Block double extensions

[en <ny...@kiercorp.com>]

This may be better for procmail but if I wanted to flag an email with an
attachment with double extensions what would be a good rule for this?
Thanks

Re: Block double extensions

[Matt Kettler <mk...@evi-inc.com>]

At 06:01 PM 2/23/2004, en wrote:
>This may be better for procmail but if I wanted to flag an email with an
>attachment with double extensions what would be a good rule for this?
>Thanks

Generally speaking, SA isn't a particularly optimal tool for this. SA 
doesn't parse attachment headers, and doing so via a rawbody rule isn't 
possible in recent versions of SA.


Theoretically, a rule like one of these would work:

rawbody LOCAL_DOUBLE_EXTENSION  /Content-Disposition\: 
attachment\;filename=\s?\S*\.[a-z]{3}\.[a-z]{3}\"/i
header LOCAL_DOUBLE_EXTENSION_h  Content-Disposition =~ 
/attachment\;filename=\s?\S*\.[a-z]{3}\.[a-z]{3}\"/i

However, in reality they don't... In order to prevent false positives, SA's 
mime parser removes octet-stream sections from the email before any rules 
are run, even rawbody.

And this behavior makes sense. After all, SA's purpose is to evaluate the 
email to see if it's spam.. binary attachments aren't a part of it's 
concerns. And it does prevent a lot of the rawbody rules from 
false-alerting on messages with binary attachments.

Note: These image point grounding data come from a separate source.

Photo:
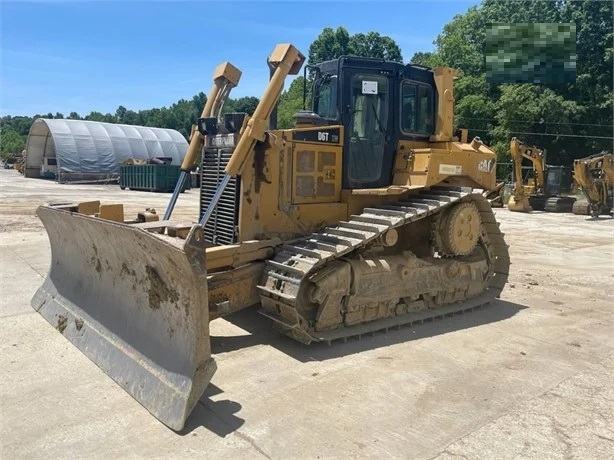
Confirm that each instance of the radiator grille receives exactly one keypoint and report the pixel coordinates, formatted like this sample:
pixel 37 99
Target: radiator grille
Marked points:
pixel 222 225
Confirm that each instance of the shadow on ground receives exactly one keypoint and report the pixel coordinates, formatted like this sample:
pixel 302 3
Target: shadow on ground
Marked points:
pixel 261 332
pixel 215 416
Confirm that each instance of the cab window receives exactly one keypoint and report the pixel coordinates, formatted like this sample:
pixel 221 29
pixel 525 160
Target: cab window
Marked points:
pixel 325 103
pixel 416 108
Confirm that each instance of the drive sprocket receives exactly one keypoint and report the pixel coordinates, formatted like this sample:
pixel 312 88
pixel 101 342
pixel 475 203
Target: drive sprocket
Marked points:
pixel 457 230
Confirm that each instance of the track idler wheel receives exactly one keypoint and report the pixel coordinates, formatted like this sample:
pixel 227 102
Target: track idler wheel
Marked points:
pixel 458 229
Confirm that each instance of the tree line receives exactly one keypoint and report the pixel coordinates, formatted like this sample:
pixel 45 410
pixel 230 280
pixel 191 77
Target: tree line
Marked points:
pixel 569 120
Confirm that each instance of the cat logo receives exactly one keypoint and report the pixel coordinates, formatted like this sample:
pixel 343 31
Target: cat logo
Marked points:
pixel 486 165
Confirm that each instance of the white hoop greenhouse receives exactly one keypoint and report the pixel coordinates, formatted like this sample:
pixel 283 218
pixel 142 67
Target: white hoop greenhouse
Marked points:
pixel 84 150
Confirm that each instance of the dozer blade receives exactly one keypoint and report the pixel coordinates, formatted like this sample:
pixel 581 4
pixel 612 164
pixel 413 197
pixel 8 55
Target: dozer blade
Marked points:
pixel 133 302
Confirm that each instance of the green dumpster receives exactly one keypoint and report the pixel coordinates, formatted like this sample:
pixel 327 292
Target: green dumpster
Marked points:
pixel 150 177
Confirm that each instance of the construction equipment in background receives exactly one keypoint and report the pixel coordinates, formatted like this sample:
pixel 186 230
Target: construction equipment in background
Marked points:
pixel 550 183
pixel 365 216
pixel 595 176
pixel 495 196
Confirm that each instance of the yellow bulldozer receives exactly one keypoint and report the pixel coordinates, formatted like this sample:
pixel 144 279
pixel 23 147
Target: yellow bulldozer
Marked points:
pixel 595 176
pixel 367 215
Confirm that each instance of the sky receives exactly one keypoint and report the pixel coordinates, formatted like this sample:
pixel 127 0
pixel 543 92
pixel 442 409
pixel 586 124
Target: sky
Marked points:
pixel 83 56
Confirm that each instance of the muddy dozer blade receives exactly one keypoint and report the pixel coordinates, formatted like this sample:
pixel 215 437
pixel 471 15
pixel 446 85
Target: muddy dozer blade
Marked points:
pixel 135 303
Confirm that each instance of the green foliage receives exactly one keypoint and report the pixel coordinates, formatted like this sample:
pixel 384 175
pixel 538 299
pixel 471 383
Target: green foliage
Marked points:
pixel 290 102
pixel 569 120
pixel 331 44
pixel 10 142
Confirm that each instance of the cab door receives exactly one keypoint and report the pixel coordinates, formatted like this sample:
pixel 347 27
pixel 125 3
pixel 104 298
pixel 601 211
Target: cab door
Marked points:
pixel 368 120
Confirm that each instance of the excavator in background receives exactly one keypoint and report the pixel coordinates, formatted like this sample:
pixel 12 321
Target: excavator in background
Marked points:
pixel 550 183
pixel 367 215
pixel 595 176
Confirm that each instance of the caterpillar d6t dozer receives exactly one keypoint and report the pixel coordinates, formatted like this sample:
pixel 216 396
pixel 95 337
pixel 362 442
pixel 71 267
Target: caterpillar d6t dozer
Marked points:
pixel 368 214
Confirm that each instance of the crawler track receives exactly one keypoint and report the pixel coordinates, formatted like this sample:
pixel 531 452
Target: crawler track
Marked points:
pixel 300 260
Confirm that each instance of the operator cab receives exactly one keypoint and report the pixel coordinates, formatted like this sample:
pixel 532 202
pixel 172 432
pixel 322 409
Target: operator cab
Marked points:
pixel 378 103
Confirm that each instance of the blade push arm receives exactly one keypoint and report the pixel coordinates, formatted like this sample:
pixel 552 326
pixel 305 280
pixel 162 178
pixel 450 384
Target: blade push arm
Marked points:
pixel 225 77
pixel 287 60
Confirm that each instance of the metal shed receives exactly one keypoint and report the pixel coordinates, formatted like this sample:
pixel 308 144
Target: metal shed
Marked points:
pixel 85 150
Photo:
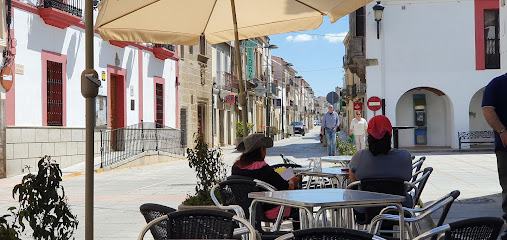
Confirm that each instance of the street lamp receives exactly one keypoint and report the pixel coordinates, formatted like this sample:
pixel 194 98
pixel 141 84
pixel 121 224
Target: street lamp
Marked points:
pixel 378 9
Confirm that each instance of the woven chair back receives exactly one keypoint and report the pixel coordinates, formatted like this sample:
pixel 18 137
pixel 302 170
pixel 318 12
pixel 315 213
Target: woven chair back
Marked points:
pixel 200 224
pixel 482 228
pixel 151 211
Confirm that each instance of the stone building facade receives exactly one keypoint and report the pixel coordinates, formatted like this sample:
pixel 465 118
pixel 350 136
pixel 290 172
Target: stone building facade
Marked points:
pixel 195 92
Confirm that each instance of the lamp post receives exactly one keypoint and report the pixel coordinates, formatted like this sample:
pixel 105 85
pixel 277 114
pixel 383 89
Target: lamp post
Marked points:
pixel 378 9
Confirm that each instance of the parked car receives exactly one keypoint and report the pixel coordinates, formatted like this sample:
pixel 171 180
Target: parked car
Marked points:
pixel 299 127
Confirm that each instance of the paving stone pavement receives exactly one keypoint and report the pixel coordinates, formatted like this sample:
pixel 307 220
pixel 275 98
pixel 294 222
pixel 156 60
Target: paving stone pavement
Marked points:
pixel 119 193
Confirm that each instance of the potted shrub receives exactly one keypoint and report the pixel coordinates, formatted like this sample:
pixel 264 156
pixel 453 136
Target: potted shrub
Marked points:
pixel 42 204
pixel 345 147
pixel 239 131
pixel 210 169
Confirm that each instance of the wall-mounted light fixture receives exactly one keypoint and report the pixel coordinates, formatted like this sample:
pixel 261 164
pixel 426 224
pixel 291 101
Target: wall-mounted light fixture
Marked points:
pixel 378 9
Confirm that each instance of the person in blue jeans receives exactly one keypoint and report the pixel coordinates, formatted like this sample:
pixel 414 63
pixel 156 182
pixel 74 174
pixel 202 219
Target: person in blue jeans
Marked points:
pixel 330 122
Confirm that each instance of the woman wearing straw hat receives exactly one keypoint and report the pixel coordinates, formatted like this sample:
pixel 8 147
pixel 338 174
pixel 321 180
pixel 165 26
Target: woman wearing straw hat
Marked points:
pixel 251 164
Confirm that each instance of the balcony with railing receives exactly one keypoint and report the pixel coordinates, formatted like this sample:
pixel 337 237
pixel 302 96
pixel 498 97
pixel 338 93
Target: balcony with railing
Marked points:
pixel 346 92
pixel 164 51
pixel 230 82
pixel 60 13
pixel 358 90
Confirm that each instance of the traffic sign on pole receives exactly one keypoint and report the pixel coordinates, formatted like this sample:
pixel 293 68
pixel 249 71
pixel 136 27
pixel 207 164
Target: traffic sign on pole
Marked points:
pixel 332 97
pixel 358 106
pixel 374 103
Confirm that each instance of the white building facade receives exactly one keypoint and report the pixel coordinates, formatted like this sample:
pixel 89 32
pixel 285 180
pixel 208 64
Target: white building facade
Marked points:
pixel 432 68
pixel 45 108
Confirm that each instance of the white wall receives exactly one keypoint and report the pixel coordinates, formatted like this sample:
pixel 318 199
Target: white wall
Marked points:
pixel 33 36
pixel 477 120
pixel 415 50
pixel 437 119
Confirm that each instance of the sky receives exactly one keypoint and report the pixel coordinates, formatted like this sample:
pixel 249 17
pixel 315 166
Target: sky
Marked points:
pixel 317 54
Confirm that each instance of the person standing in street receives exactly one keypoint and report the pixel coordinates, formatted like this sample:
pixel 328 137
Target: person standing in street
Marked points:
pixel 358 127
pixel 494 108
pixel 330 122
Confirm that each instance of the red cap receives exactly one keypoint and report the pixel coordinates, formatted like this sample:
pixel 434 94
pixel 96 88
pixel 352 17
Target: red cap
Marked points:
pixel 379 125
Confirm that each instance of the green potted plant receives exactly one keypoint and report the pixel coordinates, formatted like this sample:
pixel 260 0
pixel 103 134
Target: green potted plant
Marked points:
pixel 42 204
pixel 345 147
pixel 239 131
pixel 210 169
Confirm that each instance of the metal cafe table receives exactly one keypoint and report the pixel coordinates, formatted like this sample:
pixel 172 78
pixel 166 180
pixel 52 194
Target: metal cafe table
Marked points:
pixel 343 159
pixel 329 198
pixel 331 173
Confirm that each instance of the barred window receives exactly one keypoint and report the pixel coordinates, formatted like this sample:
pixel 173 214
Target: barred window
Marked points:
pixel 492 39
pixel 54 94
pixel 159 105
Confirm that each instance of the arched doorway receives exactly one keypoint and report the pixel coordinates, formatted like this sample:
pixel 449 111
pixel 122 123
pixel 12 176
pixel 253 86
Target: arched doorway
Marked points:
pixel 477 122
pixel 430 110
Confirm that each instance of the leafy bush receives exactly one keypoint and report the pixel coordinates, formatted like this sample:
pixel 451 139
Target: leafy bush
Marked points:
pixel 273 130
pixel 239 129
pixel 210 169
pixel 43 204
pixel 9 231
pixel 345 147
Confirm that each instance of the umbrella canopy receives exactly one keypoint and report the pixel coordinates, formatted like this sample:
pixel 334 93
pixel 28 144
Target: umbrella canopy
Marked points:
pixel 182 22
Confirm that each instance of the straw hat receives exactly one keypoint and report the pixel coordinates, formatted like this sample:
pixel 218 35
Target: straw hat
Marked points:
pixel 253 142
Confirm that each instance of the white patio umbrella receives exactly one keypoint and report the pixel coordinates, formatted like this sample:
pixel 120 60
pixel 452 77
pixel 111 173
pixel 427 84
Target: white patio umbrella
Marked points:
pixel 182 22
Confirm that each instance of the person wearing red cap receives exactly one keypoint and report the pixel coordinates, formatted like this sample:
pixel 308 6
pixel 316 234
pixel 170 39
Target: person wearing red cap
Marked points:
pixel 380 160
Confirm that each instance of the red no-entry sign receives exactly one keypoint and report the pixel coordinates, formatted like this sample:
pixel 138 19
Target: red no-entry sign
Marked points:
pixel 358 106
pixel 374 103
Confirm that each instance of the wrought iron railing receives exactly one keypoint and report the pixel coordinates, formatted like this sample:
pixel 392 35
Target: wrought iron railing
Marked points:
pixel 119 144
pixel 69 6
pixel 166 46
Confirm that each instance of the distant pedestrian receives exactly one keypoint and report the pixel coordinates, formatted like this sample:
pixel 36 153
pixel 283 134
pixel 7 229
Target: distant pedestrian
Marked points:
pixel 330 122
pixel 494 108
pixel 358 127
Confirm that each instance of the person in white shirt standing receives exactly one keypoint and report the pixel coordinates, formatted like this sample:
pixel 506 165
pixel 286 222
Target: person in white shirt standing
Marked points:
pixel 358 127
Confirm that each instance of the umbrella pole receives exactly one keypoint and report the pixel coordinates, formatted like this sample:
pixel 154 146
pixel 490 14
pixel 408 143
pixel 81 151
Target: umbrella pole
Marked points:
pixel 242 94
pixel 89 89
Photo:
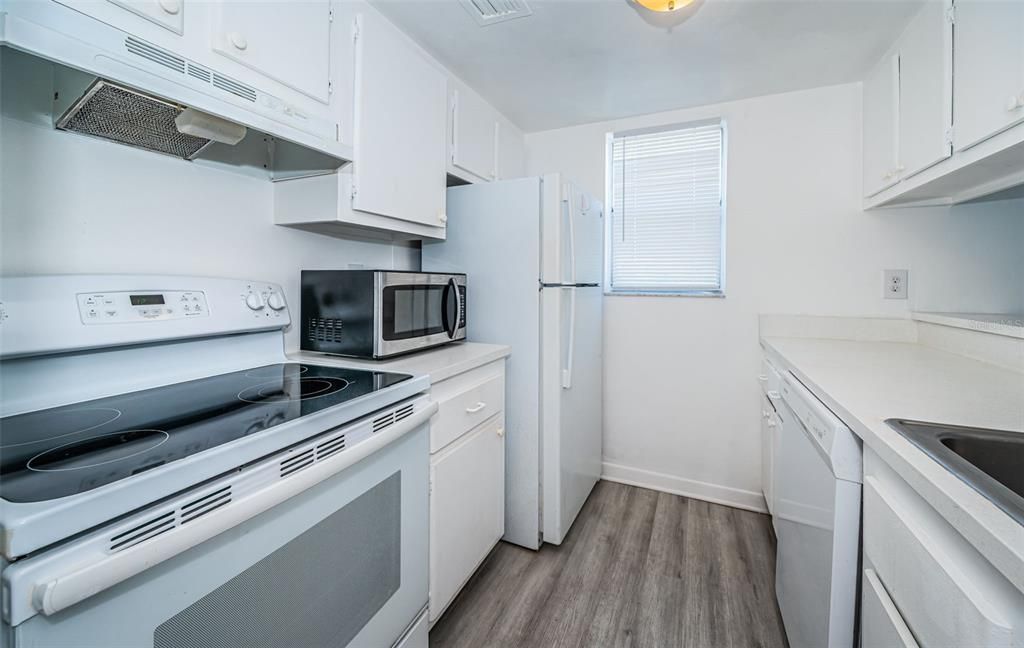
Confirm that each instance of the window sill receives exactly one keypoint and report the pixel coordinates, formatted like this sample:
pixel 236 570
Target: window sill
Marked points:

If you need file-extension blocking, etc.. I'd recommend looking at 
MailScanner. It's a very handy integration tool for SpamAssassin and virus 
scanners. It's also got a "filename rules" feature, which by default 
handles most double-extensions, and has a list of "safe" extensions that it 
passes before doing the double-extension check. (ie: file.tar.gz is 
perfectly safe, as is contacts.dec.txt).